Ein bilanzierender Autohändler aus Bayern hat nun vor dem Bundesfinanzhof (BFH) erstritten, dass ihm gezahlte Erstattungszinsen des Finanzamts als tarifbegünstigte Vergütungen für mehrjährige Tätigkeiten besteuert werden.
Die Vorgeschichte: Im Zuge einer Steuerfahndungsprüfung hatte das Finanzamt (FA) die Umsatzsteuer für die Jahre 1997 bis 2000 erhöht, wogegen der Händler jahrelang prozessierte. Vor dem Finanzgericht schlossen die Prozessparteien schließlich eine tatsächliche Verständigung, wonach die Umsatzsteuer 2012 wieder um insgesamt 321.774 EUR herabgesetzt wurde; das FA zahlte auf diesen Betrag im selben Jahr zudem Erstattungszinsen von insgesamt 203.022 EUR an den Händler aus.

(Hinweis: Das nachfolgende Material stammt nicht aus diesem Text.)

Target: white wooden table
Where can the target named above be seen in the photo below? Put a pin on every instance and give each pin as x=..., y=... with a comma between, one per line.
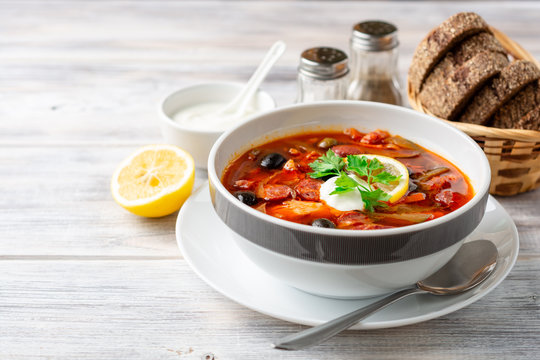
x=80, y=278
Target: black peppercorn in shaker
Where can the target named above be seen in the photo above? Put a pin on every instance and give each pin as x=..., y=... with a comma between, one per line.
x=374, y=55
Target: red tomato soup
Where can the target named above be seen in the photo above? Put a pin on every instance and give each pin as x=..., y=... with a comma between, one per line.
x=347, y=180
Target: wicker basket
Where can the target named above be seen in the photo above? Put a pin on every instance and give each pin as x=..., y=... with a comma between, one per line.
x=514, y=155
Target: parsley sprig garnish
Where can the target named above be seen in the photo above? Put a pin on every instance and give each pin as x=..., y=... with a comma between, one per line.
x=370, y=170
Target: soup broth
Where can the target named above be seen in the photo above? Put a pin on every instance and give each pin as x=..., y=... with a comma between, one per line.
x=347, y=180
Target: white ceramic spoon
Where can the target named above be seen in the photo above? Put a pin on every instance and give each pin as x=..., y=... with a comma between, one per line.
x=237, y=107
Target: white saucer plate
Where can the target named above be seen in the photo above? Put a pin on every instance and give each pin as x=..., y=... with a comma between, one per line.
x=208, y=246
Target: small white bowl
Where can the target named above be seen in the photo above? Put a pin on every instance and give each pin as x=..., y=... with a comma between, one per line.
x=199, y=142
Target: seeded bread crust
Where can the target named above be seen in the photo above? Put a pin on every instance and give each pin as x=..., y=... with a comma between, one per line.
x=445, y=95
x=437, y=43
x=495, y=93
x=465, y=51
x=517, y=107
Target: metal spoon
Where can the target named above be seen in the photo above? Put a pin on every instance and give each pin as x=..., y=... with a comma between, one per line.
x=471, y=265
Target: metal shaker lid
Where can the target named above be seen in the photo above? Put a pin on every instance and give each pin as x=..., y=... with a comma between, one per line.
x=323, y=63
x=374, y=35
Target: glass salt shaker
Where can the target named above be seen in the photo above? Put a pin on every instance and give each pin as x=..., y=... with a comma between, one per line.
x=322, y=75
x=374, y=55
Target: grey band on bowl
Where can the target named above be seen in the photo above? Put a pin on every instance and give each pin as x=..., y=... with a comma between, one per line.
x=346, y=250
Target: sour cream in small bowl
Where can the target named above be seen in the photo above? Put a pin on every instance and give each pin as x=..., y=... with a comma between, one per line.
x=183, y=120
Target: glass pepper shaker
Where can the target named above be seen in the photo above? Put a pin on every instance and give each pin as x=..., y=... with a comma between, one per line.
x=374, y=55
x=322, y=75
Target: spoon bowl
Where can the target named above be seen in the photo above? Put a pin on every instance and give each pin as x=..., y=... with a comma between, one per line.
x=471, y=265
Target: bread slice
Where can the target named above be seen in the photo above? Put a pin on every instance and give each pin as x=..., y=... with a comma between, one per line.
x=463, y=52
x=493, y=95
x=437, y=43
x=445, y=95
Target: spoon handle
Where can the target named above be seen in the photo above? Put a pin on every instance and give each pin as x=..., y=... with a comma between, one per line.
x=241, y=100
x=322, y=332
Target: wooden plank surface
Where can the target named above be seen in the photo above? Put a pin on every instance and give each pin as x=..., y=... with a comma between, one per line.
x=144, y=309
x=80, y=278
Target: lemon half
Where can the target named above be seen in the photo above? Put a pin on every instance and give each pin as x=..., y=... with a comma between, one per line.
x=398, y=189
x=154, y=181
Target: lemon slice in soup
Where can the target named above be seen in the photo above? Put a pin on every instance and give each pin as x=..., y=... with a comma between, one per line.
x=398, y=188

Letzterer beantragte daraufhin, die geballt erhaltenen Umsatzsteuererstattungen sowie die Erstattungszinsen in seinem Einkommensteuerbescheid 2012 als ermäßigt zu besteuernde Vergütungen für mehrjährige Tätigkeiten zu erfassen. Das Amt folgte diesem Antrag zunächst nur hinsichtlich der Umsatzsteuererstattung.

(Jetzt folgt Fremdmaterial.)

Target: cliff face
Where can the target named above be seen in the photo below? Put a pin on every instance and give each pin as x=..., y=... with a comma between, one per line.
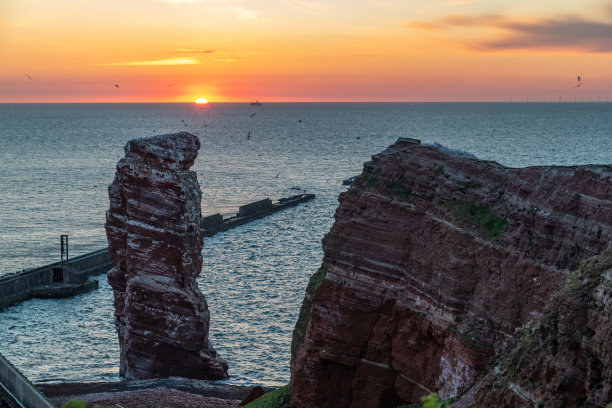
x=155, y=241
x=563, y=358
x=434, y=260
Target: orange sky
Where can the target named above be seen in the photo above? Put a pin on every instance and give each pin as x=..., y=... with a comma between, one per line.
x=304, y=50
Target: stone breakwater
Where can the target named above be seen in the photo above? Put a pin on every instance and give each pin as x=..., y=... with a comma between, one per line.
x=155, y=242
x=434, y=260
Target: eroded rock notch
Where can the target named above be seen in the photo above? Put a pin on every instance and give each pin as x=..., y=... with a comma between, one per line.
x=155, y=241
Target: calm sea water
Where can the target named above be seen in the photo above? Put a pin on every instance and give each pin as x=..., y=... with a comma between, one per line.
x=56, y=162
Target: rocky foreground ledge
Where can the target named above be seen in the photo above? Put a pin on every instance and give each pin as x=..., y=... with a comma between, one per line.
x=436, y=261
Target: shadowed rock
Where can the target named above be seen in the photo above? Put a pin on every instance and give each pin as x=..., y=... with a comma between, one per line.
x=435, y=258
x=155, y=241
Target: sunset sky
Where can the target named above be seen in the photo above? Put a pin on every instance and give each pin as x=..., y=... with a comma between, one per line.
x=304, y=50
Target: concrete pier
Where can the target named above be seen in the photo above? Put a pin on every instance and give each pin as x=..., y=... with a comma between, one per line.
x=59, y=280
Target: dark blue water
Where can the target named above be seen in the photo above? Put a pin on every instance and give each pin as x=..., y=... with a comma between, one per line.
x=56, y=162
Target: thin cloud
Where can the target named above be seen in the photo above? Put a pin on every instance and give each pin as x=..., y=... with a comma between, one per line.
x=169, y=61
x=308, y=6
x=244, y=14
x=560, y=33
x=195, y=50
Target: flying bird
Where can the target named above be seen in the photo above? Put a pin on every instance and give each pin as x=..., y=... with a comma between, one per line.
x=579, y=83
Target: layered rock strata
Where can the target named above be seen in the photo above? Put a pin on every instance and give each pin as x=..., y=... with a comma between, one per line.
x=563, y=358
x=435, y=258
x=155, y=242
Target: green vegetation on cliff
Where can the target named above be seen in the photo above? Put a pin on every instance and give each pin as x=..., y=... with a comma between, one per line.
x=302, y=323
x=479, y=216
x=279, y=398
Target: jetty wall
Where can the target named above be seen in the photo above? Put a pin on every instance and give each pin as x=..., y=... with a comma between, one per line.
x=19, y=286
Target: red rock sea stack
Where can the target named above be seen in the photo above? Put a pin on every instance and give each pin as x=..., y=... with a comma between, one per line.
x=434, y=261
x=155, y=241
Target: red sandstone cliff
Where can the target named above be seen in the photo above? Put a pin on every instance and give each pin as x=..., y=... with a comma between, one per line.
x=434, y=260
x=155, y=241
x=563, y=358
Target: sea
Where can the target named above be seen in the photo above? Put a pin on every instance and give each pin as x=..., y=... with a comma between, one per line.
x=57, y=160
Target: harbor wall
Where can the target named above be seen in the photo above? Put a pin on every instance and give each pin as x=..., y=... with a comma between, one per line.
x=19, y=286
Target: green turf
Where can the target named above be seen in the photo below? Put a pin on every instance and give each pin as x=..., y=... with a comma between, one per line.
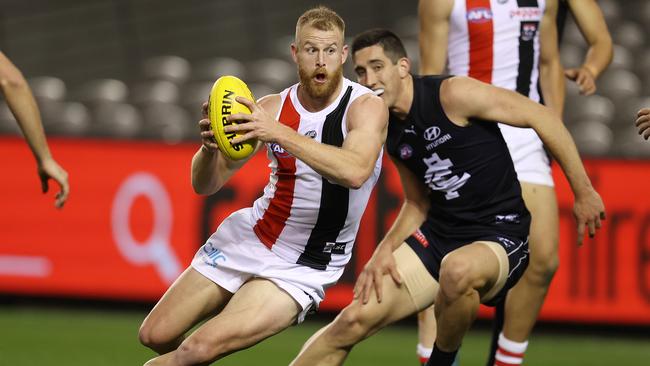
x=35, y=336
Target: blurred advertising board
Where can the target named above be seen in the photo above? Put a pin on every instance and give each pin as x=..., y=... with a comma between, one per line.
x=133, y=223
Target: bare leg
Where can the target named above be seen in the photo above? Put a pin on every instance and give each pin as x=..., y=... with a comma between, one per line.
x=465, y=275
x=258, y=310
x=189, y=300
x=332, y=344
x=525, y=299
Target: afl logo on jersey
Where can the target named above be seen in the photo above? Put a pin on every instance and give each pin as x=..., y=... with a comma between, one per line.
x=405, y=151
x=479, y=15
x=528, y=31
x=432, y=133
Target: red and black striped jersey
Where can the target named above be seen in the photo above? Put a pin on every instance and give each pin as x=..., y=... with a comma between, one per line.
x=303, y=217
x=497, y=41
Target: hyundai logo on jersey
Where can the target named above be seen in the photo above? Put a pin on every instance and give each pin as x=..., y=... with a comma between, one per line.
x=432, y=133
x=479, y=15
x=405, y=151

Der BFH entschied jedoch, dass auch die Zinsen ermäßigt versteuert werden dürfen und verwies darauf, dass auch Erstattungszinsen auf Betriebssteuern, die wie im vorliegenden Fall zu den Einkünften aus Gewerbebetrieb gehören, zu den Vergütungen für mehrjährige Tätigkeiten zählen. Auch bei ihnen handelt es sich um Vorteile von wirtschaftlichem Wert, die im Rahmen der Einkünfte aus Gewerbebetrieb erzielt werden. Die Gewinnerhöhung aufgrund der Erstattungszinsen war auch „außerordentlich“, da die Zinsen aufgrund des langjährigen Rechtsstreits geballt zugeflossen waren. Zur Progressionswirkung trug im vorliegenden Fall die erhebliche Höhe der Zinsen im Vergleich zur Hauptschuld bei.
Für die Wertung, eine erst nach einem langjährigen Rechtsstreit realisierte Vergütung für mehrjährige Tätigkeiten auch bei einem bilanzierenden Gewerbetreibenden als außerordentlich anzusehen, spricht, dass Höhe und Zuflusszeitpunkt dieser Einkünfte für den Gewerbetreibenden aufgrund des Rechtsstreits nicht disponibel sind, dass aufgrund der erheblichen Höhe der Vergütung typischerweise eine Progressionswirkung eintritt und dass aufgrund des Vorsichtsprinzips zunächst ein Aktivierungsverbot zu beachten ist.